What are the indicators of climate change?4 answersIndicators of climate change include emissions of greenhouse gases and short-lived climate forcers, greenhouse gas concentrations, radiative forcing, surface temperature changes, the Earth's energy imbalance, warming attributed to human activities, the remaining carbon budget, and estimates of global temperature extremes. Additionally, weather and climate extreme indicators, such as annual maximum temperature and number of hot days, can be used to assess the frequency, duration, magnitude, and spatial extent of extreme events. Algae can also serve as biological indicators for changing climate due to their sensitivity and ability to accumulate pollutants. In the context of soil monitoring, indicators such as salinity, alkalinity, fertility, phytotoxicity, erosion, biodiversity, and organic carbon can be used to assess the state of Mediterranean rainfed soils and their adaptation to climate change.
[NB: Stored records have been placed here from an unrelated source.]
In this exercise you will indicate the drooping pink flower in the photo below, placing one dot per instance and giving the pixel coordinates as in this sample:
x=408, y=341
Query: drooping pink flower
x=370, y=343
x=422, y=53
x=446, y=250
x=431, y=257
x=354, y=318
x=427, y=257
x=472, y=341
How fast biocrusts lichens mosses activity changes depending on water availablity and light availability?5 answersBiocrusts, including lichens and mosses, show changes in activity depending on water availability and light availability. The reactivation of photosynthetic activity in lichens and mosses after dry periods is influenced by the duration of drought. Water availability plays a vital role in the carbon balance of biocrusts, with higher water additions leading to carbon fixation, especially in moss-dominated crusts. The activity of lichens is evident over a longer period in locations with higher light availability and meltwater availability. Biocrusts have a higher soil water holding capacity and water availability compared to bare soil, with the effects being stronger on aeolian sand than on loess soil. Different species of lichens in the Arctic have different water availabilities due to their substrates and morphological characteristics, affecting their photosynthetic activity periods.